WWR Article Summary (tl;dr) A new co-working hub has opened in New Milford, Connecticut. The opening follows a trend of co-working spaces launching in cities and suburbs across the country. “Makery Coworking” will allow entrepreneurs to interact with other business owners to exchange ideas, knowledge, and resources.
Makers, creators and entrepreneurs wanted.
Local businessman Tony Vengrove has opened Makery Coworking on Bank Street, where innovators will be able to rent space for a day or a year — or somewhere in between — to conduct business.
The two-story, 5,000-square-foot space offers small rooms for private phone conversations, a conference room for large groups, and collections of tables, straight-backed chairs and sofas where collaborative conversations, note-taking or deep thinking can take place.
“It’s for people who may be tired of working in isolation in their homes or meeting at a coffeehouse and want to add legitimacy to their operation,” Vengrove said. “But the most important thing is the community, people networking together. Everyone can have an office at home. This is a place to inspire and lift everyone up.”
Richard Portelance was one of the first entrepreneurs to join Makery Coworking. He runs two start-ups out of his house and keeps in touch with his colleagues mostly by phone.
“Working out of my house is fine but there’s a lack of stimulation,” Portelance said. “That human interaction really helps to develop ideas because you’re face-to-face, or inspired by conversation at the coffee machine with someone you haven’t met before. This building is a great creative space to brainstorm and do entrepreneurial work.”
Similar coworking spaces have started in other parts of Connecticut — including the Hackerspace run out of the Danbury Library — but Makery Coworking reflects Vengrove’s personality and his hopes for his hometown.
Vengrove first moved to New Milford in 1998 but then he and his wife Kate transplanted their family to Richmond, Va., when the local corporation Tony worked for was acquired in the wake of the 2008 recession.

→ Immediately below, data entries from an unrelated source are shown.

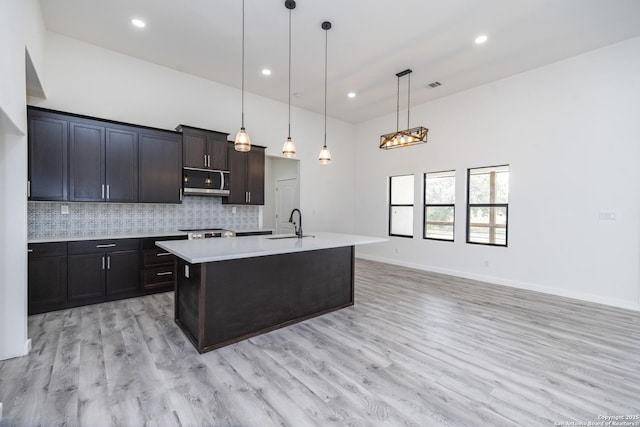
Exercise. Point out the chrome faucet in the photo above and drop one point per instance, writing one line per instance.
(298, 230)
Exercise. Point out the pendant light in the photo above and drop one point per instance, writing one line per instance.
(289, 148)
(243, 142)
(325, 155)
(409, 136)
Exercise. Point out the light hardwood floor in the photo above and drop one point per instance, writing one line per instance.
(417, 349)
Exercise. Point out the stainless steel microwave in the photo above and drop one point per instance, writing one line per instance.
(203, 182)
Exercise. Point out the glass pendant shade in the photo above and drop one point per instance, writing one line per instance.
(243, 142)
(325, 156)
(289, 148)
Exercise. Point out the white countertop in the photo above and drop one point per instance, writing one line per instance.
(108, 237)
(208, 250)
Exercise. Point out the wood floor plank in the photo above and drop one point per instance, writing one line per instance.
(417, 349)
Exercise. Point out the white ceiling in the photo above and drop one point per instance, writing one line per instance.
(371, 40)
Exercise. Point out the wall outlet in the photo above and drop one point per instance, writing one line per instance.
(607, 216)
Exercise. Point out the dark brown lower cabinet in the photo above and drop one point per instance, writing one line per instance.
(72, 274)
(86, 278)
(47, 277)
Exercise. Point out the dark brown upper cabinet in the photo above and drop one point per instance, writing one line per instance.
(103, 162)
(204, 149)
(246, 176)
(84, 159)
(160, 167)
(48, 156)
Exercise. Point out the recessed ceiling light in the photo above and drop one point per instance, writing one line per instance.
(138, 23)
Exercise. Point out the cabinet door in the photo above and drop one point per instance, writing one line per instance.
(123, 272)
(47, 283)
(160, 165)
(255, 176)
(217, 150)
(48, 154)
(86, 277)
(194, 150)
(121, 166)
(237, 177)
(86, 167)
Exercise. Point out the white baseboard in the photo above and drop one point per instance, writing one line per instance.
(614, 302)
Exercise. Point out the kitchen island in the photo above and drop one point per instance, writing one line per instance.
(230, 289)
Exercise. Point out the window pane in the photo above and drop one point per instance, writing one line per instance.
(439, 222)
(440, 188)
(402, 190)
(489, 185)
(488, 225)
(402, 221)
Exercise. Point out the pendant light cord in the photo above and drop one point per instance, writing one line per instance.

He got involved in several efforts to spur that city’s start-up community, but Vengrove said he and Kate kept thinking about New Milford.

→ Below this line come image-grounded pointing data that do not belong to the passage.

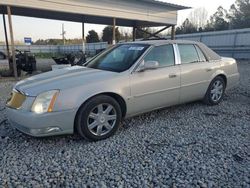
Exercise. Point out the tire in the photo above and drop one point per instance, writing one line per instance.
(99, 118)
(215, 92)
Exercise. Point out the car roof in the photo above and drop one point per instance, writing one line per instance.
(162, 42)
(210, 54)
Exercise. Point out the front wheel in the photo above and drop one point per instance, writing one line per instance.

“I saw firsthand how the creative economy can revitalize a community and realized we could do all this entrepreneurial stuff in New Milford,” Vengrove said. “We were homesick for the fabric and the hills of Litchfield County and were troubled to hear about the challenges facing Connecticut. So we said, let’s go home to do our part to make the community and state better.”
They moved back to New Milford in 2013. Vengrove founded the marketing and strategy firm Miles Finch Innovation and began networking in the region and state with other innovators. Last summer, the space at 20 Bank St. became available.

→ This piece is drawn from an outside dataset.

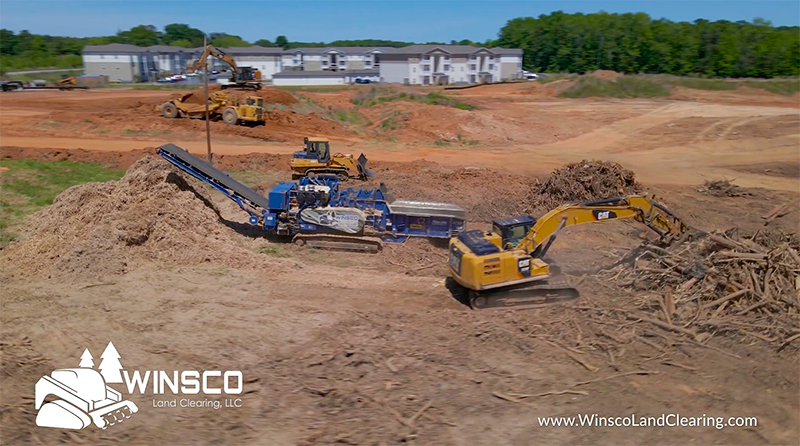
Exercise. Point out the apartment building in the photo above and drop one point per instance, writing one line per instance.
(413, 65)
(131, 63)
(332, 59)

New Milford officials are supportive of the new business.
“This space combines the freedom that technology offers with a place to interact with other likeminded people and exchange ideas, knowledge, and resources so that a concept or home business can grow and thrive,” Mayor David Gronbach said. “I know that it will be a tremendous opportunity for the town and am excited to see it open.”
The Makery Coworking building, built in 1904, has been home to many retail outlets in the past several years. The most recent occupant was a pop-up store created by The Green Spot of New Milford. Vengrove asked the owners to leave behind some of their inventory to display on the many beautiful built-in shelves that adorn Makery’s perimeter walls.
“We’re excited to use our display cases to showcase the amazing works of local makers, creators and entrepreneurs,” Vengrove said. “A big part of our mission is to advocate for the startup community and we plan to actively blog about the impressive entrepreneurs that call the Northwest Corner home.”
Makery Coworking will offer several events during the year to encourage entrepreneurship and creative works of all kinds.
Vengrove said the space and its offerings will adapt based on the needs of the people who rent space there.
“I believe New Milford and the region is home to some of the most creative people in the state,” he said.